Chapter 6: Recursion

Summary on recursion

face Josiah Wang

Hopefully you now know that recursion can be a powerful alternative to while/for loops for implementing repetition!

I have only presented simple examples for recursion in this chapter to illustrate the concept. In fact, these examples are probably more efficiently implemented using loops!

But there are times when using recursion is more elegant and readable (and perhaps easier to write). It might sometimes provide a higher level of abstraction over using loops. Think of how self-explanatory the recursive versions of factorial and Fibonacci are!

Recursion is an example of a divide-and-conquer paradigm (we touched on this briefly when discussing composition and abstraction). You break down tasks into smaller subproblems, and the solutions to the smaller subproblems can then be combined to solve the bigger problem.

Start noticing recursions in different problems! For example, you can check for palindromes using recursion (assuming we did not have a convenient way to reverse a string)

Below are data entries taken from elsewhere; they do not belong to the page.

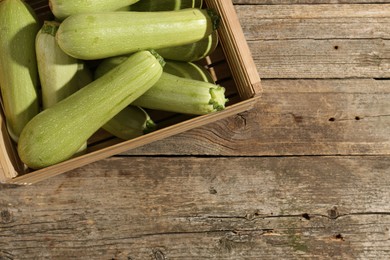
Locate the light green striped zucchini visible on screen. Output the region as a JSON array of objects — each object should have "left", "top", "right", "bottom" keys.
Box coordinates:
[
  {"left": 36, "top": 21, "right": 91, "bottom": 109},
  {"left": 49, "top": 0, "right": 140, "bottom": 20},
  {"left": 103, "top": 106, "right": 156, "bottom": 140},
  {"left": 128, "top": 0, "right": 203, "bottom": 11},
  {"left": 132, "top": 73, "right": 226, "bottom": 115},
  {"left": 156, "top": 30, "right": 219, "bottom": 62},
  {"left": 18, "top": 51, "right": 164, "bottom": 169},
  {"left": 0, "top": 0, "right": 40, "bottom": 143},
  {"left": 56, "top": 8, "right": 220, "bottom": 60},
  {"left": 95, "top": 56, "right": 227, "bottom": 115},
  {"left": 36, "top": 21, "right": 93, "bottom": 156}
]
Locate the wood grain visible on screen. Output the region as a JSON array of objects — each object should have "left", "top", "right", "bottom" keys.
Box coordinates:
[
  {"left": 233, "top": 0, "right": 390, "bottom": 4},
  {"left": 123, "top": 79, "right": 390, "bottom": 156},
  {"left": 234, "top": 4, "right": 390, "bottom": 78},
  {"left": 1, "top": 1, "right": 388, "bottom": 259},
  {"left": 0, "top": 156, "right": 389, "bottom": 259}
]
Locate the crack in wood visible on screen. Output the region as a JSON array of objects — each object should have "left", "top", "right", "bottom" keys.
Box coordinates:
[{"left": 204, "top": 211, "right": 390, "bottom": 221}]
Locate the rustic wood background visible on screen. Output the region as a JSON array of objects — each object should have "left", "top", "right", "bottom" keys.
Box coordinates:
[{"left": 1, "top": 0, "right": 390, "bottom": 259}]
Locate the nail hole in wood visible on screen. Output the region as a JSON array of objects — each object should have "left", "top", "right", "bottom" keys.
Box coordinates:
[
  {"left": 329, "top": 117, "right": 336, "bottom": 122},
  {"left": 334, "top": 46, "right": 339, "bottom": 50},
  {"left": 355, "top": 116, "right": 361, "bottom": 121},
  {"left": 302, "top": 213, "right": 311, "bottom": 220}
]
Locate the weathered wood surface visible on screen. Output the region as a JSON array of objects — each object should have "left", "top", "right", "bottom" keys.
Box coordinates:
[
  {"left": 1, "top": 156, "right": 390, "bottom": 259},
  {"left": 235, "top": 4, "right": 390, "bottom": 78},
  {"left": 234, "top": 0, "right": 390, "bottom": 4},
  {"left": 1, "top": 1, "right": 390, "bottom": 259},
  {"left": 124, "top": 79, "right": 390, "bottom": 156}
]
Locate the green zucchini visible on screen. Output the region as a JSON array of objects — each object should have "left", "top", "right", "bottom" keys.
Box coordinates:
[
  {"left": 128, "top": 0, "right": 203, "bottom": 11},
  {"left": 0, "top": 0, "right": 40, "bottom": 143},
  {"left": 18, "top": 50, "right": 164, "bottom": 169},
  {"left": 56, "top": 8, "right": 220, "bottom": 60},
  {"left": 36, "top": 21, "right": 91, "bottom": 109},
  {"left": 133, "top": 73, "right": 226, "bottom": 115},
  {"left": 95, "top": 56, "right": 227, "bottom": 115},
  {"left": 156, "top": 30, "right": 219, "bottom": 62},
  {"left": 103, "top": 106, "right": 156, "bottom": 140},
  {"left": 164, "top": 61, "right": 215, "bottom": 83},
  {"left": 49, "top": 0, "right": 140, "bottom": 20}
]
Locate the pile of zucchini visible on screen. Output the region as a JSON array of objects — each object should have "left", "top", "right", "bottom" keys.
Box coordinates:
[{"left": 0, "top": 0, "right": 227, "bottom": 169}]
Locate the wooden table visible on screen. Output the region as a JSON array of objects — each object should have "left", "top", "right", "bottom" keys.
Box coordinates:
[{"left": 1, "top": 0, "right": 389, "bottom": 258}]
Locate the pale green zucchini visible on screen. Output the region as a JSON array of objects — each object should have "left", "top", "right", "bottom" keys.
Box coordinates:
[
  {"left": 0, "top": 0, "right": 40, "bottom": 143},
  {"left": 36, "top": 21, "right": 91, "bottom": 109},
  {"left": 36, "top": 21, "right": 92, "bottom": 156},
  {"left": 132, "top": 73, "right": 227, "bottom": 115},
  {"left": 103, "top": 106, "right": 156, "bottom": 140},
  {"left": 18, "top": 51, "right": 164, "bottom": 169},
  {"left": 95, "top": 56, "right": 227, "bottom": 115},
  {"left": 156, "top": 30, "right": 219, "bottom": 62},
  {"left": 128, "top": 0, "right": 203, "bottom": 11},
  {"left": 56, "top": 9, "right": 220, "bottom": 60},
  {"left": 49, "top": 0, "right": 140, "bottom": 20},
  {"left": 164, "top": 61, "right": 215, "bottom": 83}
]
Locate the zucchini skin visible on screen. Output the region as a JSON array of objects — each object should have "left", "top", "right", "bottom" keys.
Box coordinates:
[
  {"left": 132, "top": 73, "right": 227, "bottom": 115},
  {"left": 36, "top": 21, "right": 88, "bottom": 109},
  {"left": 0, "top": 0, "right": 40, "bottom": 143},
  {"left": 128, "top": 0, "right": 203, "bottom": 11},
  {"left": 95, "top": 56, "right": 227, "bottom": 115},
  {"left": 102, "top": 106, "right": 156, "bottom": 140},
  {"left": 18, "top": 51, "right": 163, "bottom": 169},
  {"left": 164, "top": 61, "right": 215, "bottom": 83},
  {"left": 49, "top": 0, "right": 140, "bottom": 20},
  {"left": 56, "top": 9, "right": 219, "bottom": 60},
  {"left": 156, "top": 30, "right": 219, "bottom": 62}
]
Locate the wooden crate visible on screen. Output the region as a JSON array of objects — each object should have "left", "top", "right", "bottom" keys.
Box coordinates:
[{"left": 0, "top": 0, "right": 262, "bottom": 185}]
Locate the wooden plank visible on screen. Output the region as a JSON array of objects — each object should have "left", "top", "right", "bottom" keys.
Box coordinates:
[
  {"left": 251, "top": 39, "right": 390, "bottom": 79},
  {"left": 123, "top": 79, "right": 390, "bottom": 156},
  {"left": 0, "top": 156, "right": 389, "bottom": 258},
  {"left": 233, "top": 0, "right": 390, "bottom": 4},
  {"left": 236, "top": 4, "right": 390, "bottom": 19},
  {"left": 233, "top": 4, "right": 390, "bottom": 78}
]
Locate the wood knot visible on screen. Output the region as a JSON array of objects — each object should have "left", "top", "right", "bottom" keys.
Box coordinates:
[
  {"left": 209, "top": 187, "right": 217, "bottom": 195},
  {"left": 1, "top": 209, "right": 12, "bottom": 224},
  {"left": 328, "top": 206, "right": 339, "bottom": 219},
  {"left": 153, "top": 249, "right": 166, "bottom": 260},
  {"left": 235, "top": 113, "right": 248, "bottom": 127}
]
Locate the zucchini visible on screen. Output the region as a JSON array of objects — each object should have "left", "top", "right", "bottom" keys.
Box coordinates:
[
  {"left": 95, "top": 56, "right": 227, "bottom": 115},
  {"left": 103, "top": 106, "right": 156, "bottom": 140},
  {"left": 0, "top": 0, "right": 40, "bottom": 143},
  {"left": 18, "top": 50, "right": 164, "bottom": 169},
  {"left": 56, "top": 8, "right": 220, "bottom": 60},
  {"left": 49, "top": 0, "right": 140, "bottom": 20},
  {"left": 164, "top": 61, "right": 215, "bottom": 83},
  {"left": 128, "top": 0, "right": 203, "bottom": 11},
  {"left": 156, "top": 30, "right": 219, "bottom": 62},
  {"left": 133, "top": 73, "right": 227, "bottom": 115},
  {"left": 36, "top": 21, "right": 91, "bottom": 109}
]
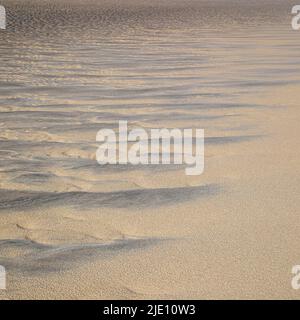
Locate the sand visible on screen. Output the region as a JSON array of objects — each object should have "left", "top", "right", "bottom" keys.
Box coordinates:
[{"left": 0, "top": 0, "right": 300, "bottom": 299}]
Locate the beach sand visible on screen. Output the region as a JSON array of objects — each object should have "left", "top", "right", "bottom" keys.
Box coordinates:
[{"left": 0, "top": 0, "right": 300, "bottom": 299}]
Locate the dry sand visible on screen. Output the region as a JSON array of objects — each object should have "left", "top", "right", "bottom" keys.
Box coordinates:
[{"left": 0, "top": 0, "right": 299, "bottom": 299}]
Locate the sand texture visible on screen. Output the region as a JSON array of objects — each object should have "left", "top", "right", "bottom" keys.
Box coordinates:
[{"left": 0, "top": 0, "right": 300, "bottom": 299}]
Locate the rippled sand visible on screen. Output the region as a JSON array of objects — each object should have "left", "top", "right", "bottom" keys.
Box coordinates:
[{"left": 0, "top": 0, "right": 300, "bottom": 299}]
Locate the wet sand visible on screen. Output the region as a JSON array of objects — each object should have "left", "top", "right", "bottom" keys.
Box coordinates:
[{"left": 0, "top": 0, "right": 300, "bottom": 299}]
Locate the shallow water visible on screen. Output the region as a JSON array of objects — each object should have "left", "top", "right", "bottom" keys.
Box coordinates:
[{"left": 0, "top": 0, "right": 298, "bottom": 194}]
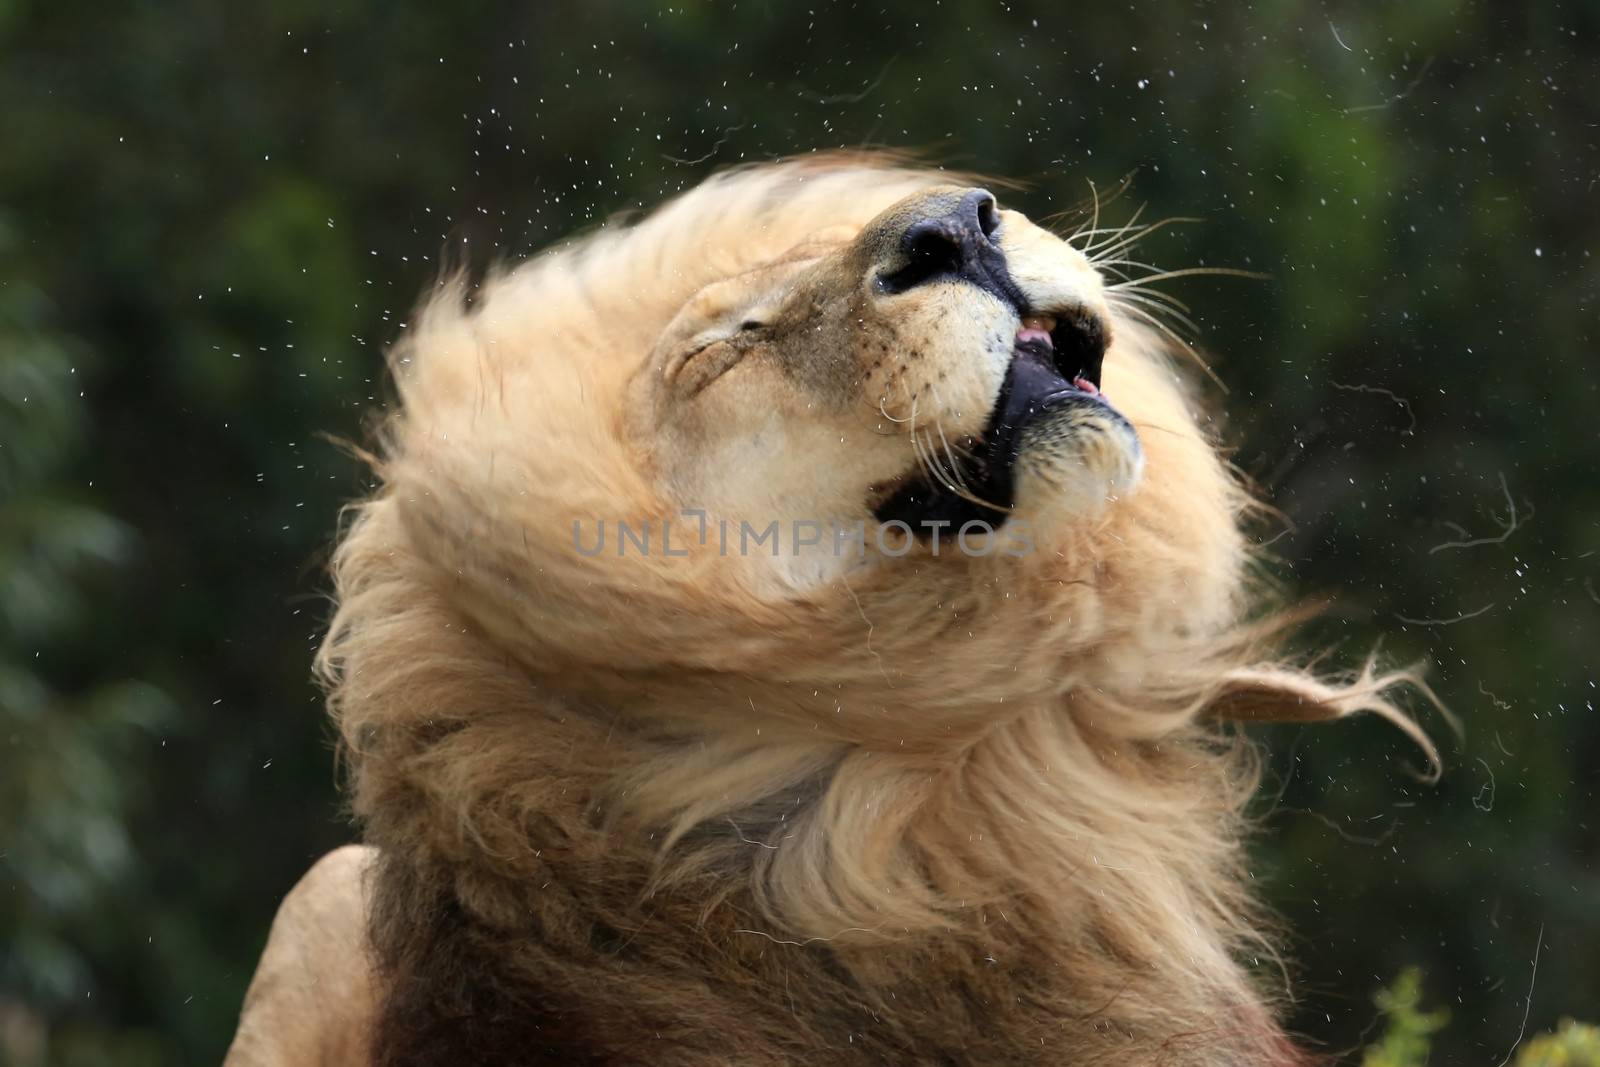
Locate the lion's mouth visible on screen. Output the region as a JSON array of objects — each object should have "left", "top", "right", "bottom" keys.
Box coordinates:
[
  {"left": 1013, "top": 310, "right": 1106, "bottom": 402},
  {"left": 872, "top": 314, "right": 1114, "bottom": 531}
]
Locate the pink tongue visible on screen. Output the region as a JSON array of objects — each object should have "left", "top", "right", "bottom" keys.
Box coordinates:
[{"left": 1073, "top": 376, "right": 1100, "bottom": 396}]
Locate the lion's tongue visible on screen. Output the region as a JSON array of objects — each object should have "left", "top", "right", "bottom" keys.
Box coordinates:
[{"left": 1016, "top": 315, "right": 1055, "bottom": 348}]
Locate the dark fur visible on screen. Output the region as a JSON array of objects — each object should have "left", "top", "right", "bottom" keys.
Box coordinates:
[{"left": 356, "top": 712, "right": 1307, "bottom": 1066}]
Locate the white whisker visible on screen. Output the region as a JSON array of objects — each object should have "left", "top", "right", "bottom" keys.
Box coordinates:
[
  {"left": 1109, "top": 290, "right": 1200, "bottom": 336},
  {"left": 1108, "top": 266, "right": 1268, "bottom": 288},
  {"left": 1110, "top": 299, "right": 1228, "bottom": 392}
]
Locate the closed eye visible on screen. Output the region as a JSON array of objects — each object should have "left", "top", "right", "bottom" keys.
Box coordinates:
[
  {"left": 664, "top": 338, "right": 750, "bottom": 395},
  {"left": 663, "top": 340, "right": 715, "bottom": 384}
]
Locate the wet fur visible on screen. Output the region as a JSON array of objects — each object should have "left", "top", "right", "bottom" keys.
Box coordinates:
[{"left": 321, "top": 154, "right": 1429, "bottom": 1065}]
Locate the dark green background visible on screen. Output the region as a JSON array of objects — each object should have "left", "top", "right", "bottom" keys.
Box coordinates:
[{"left": 2, "top": 1, "right": 1596, "bottom": 1063}]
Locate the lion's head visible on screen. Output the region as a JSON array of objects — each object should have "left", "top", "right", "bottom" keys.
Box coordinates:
[
  {"left": 369, "top": 157, "right": 1285, "bottom": 746},
  {"left": 636, "top": 182, "right": 1141, "bottom": 548},
  {"left": 324, "top": 154, "right": 1434, "bottom": 1066}
]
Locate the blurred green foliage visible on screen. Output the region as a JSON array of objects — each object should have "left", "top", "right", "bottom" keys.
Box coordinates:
[
  {"left": 1519, "top": 1021, "right": 1600, "bottom": 1067},
  {"left": 1362, "top": 969, "right": 1452, "bottom": 1067},
  {"left": 1364, "top": 969, "right": 1600, "bottom": 1067},
  {"left": 0, "top": 1, "right": 1595, "bottom": 1063}
]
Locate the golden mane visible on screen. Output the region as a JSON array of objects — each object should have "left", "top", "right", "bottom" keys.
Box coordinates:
[{"left": 318, "top": 153, "right": 1436, "bottom": 1065}]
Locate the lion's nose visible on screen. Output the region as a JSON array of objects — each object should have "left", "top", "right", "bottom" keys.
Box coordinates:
[
  {"left": 879, "top": 189, "right": 1021, "bottom": 306},
  {"left": 905, "top": 189, "right": 1001, "bottom": 257}
]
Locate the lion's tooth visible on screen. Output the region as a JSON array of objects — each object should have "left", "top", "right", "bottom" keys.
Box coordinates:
[{"left": 1021, "top": 315, "right": 1057, "bottom": 333}]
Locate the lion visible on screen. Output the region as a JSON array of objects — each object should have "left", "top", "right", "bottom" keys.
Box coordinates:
[{"left": 224, "top": 153, "right": 1435, "bottom": 1066}]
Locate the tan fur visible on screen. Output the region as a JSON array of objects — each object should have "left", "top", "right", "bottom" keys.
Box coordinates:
[
  {"left": 243, "top": 154, "right": 1436, "bottom": 1065},
  {"left": 223, "top": 846, "right": 376, "bottom": 1066}
]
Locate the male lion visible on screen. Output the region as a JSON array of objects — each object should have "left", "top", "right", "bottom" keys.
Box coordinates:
[{"left": 225, "top": 154, "right": 1432, "bottom": 1066}]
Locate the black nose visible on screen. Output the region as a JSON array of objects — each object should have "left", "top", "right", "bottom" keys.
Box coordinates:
[{"left": 879, "top": 189, "right": 1025, "bottom": 309}]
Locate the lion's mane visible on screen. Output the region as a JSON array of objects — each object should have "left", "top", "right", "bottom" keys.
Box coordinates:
[{"left": 319, "top": 155, "right": 1432, "bottom": 1066}]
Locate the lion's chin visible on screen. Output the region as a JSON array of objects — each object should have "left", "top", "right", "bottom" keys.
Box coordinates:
[{"left": 1011, "top": 402, "right": 1144, "bottom": 523}]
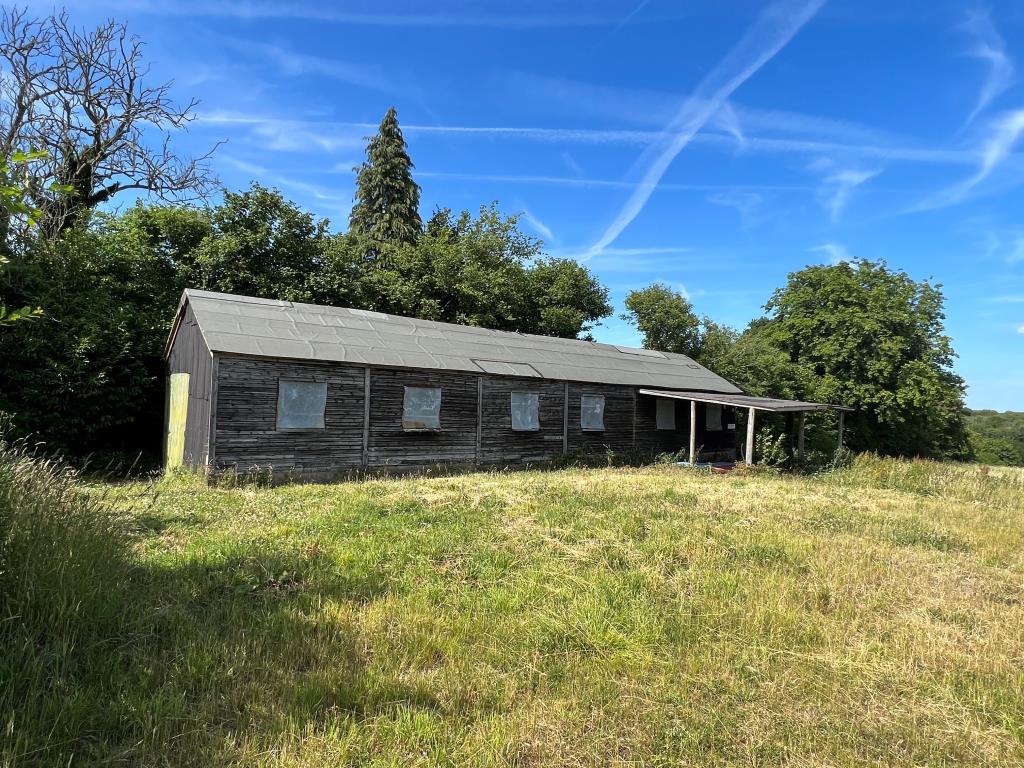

Palindrome checker with recursion

A tree data structure is the best example use case for recursion. These are often used in search and sorting algorithms. You can elegantly navigate down a tree to its children nodes using recursion (say from node 2 down to node 11 in the figure below). Recursive functions will help break down this complex task into simpler sub-problems. So you navigate down to a child, and the child will navigate down to its child, etc. Imagine having to write complicated nested loops to do this, especially when you do not know in advance how many branches or how deep the tree is! In fact, if you are taking the Introduction to Machine Learning module, you will be implementing a decision tree from scratch in your coursework! You’ll need recursion for that! We’ll discuss more about trees in one of our live lectures in October 🌲

Trees

Paddy3118, CC BY-SA 4.0, via Wikimedia Commons

We will not have time to practice more recursion (you still have a lot of cover!) In any case, hopefully you get the whole concept of recursion. Remember that using recursion often requires a “leap of faith”! If you have thought and defined the base and recursive cases carefully, you should then trust that your recursive functions will do the right thing!